Wheeled Humanoid Bilateral Teleoperation with Position-Force Control Modes for Dynamic Loco-Manipulation
Amartya Purushottam, Jack Yan, Christopher Xu, Youngwoo Sim, Joao Ramos
TL;DR
The paper tackles Dynamic Loco-Manipulation by developing a bilateral teleoperation framework with loco-manipulation retargeting and hybrid position-force control modes. It introduces Locomotion Retargeting, Manipulation Retargeting, and whole-body Moment Feedback to enable intuitive, immersive control of a wheeled humanoid for heavy-object manipulation and collaborative tasks. Key contributions include: a dual-mode (precision and dynamic) mapping for both locomotion and manipulation, an IK-based manipulation retargeting with impedance options, and experimental validation on box slotting and leader/follower HRC, with insights on moment feedback usefulness.

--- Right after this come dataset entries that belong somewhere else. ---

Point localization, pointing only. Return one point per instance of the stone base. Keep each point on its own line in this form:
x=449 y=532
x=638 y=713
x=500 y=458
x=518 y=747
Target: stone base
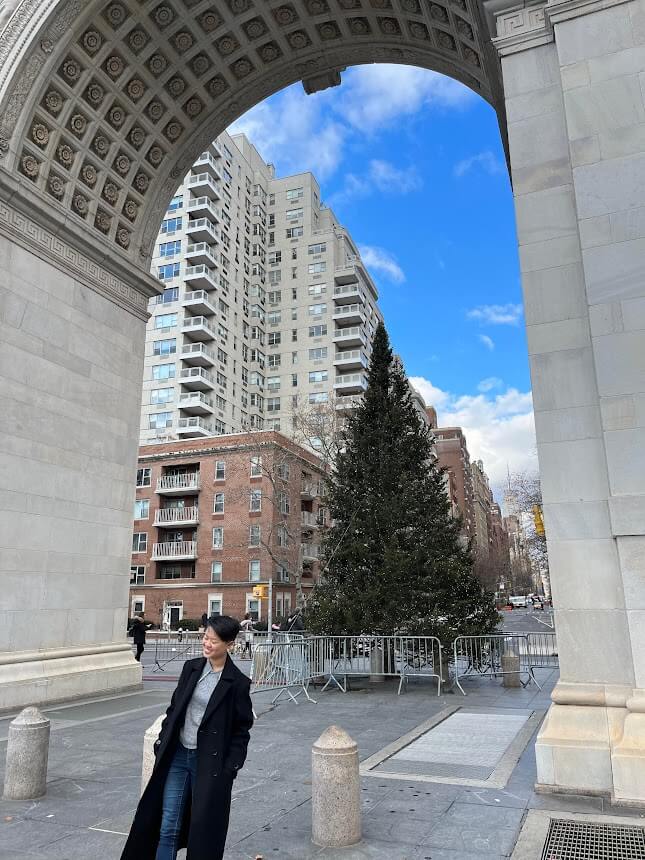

The results demonstrate that hybrid control modes support efficient, compliant DLM in challenging tasks, with potential impact on industrial automation, construction, and healthcare robotics.
Abstract
Remote-controlled humanoid robots can revolutionize manufacturing, construction, and healthcare industries by performing complex or dangerous manual tasks traditionally done by humans. We refer to these behaviors as Dynamic Loco-Manipulation (DLM). To successfully complete these tasks, humans control the position of their bodies and contact forces at their hands. To enable similar whole-body control in humanoids, we introduce loco-manipulation retargeting strategies with switched position and force control modes in a bilateral teleoperation framework. Our proposed locomotion mappings use the pitch and yaw of the operator's torso to control robot position or acceleration. The manipulation retargeting maps the operator's arm movements to the robot's arms for joint-position or impedance control of the end-effector. A Human-Machine Interface captures the teleoperator's motion and provides haptic feedback to their torso, enhancing their awareness of the robot's interactions with the environment. In this paper, we demonstrate two forms of DLM. First, we show the robot slotting heavy boxes (5-10.5 kg), weighing up to 83% of the robot's weight, into desired positions. Second, we show human-robot collaboration for carrying an object, where the robot and teleoperator take on leader and follower roles.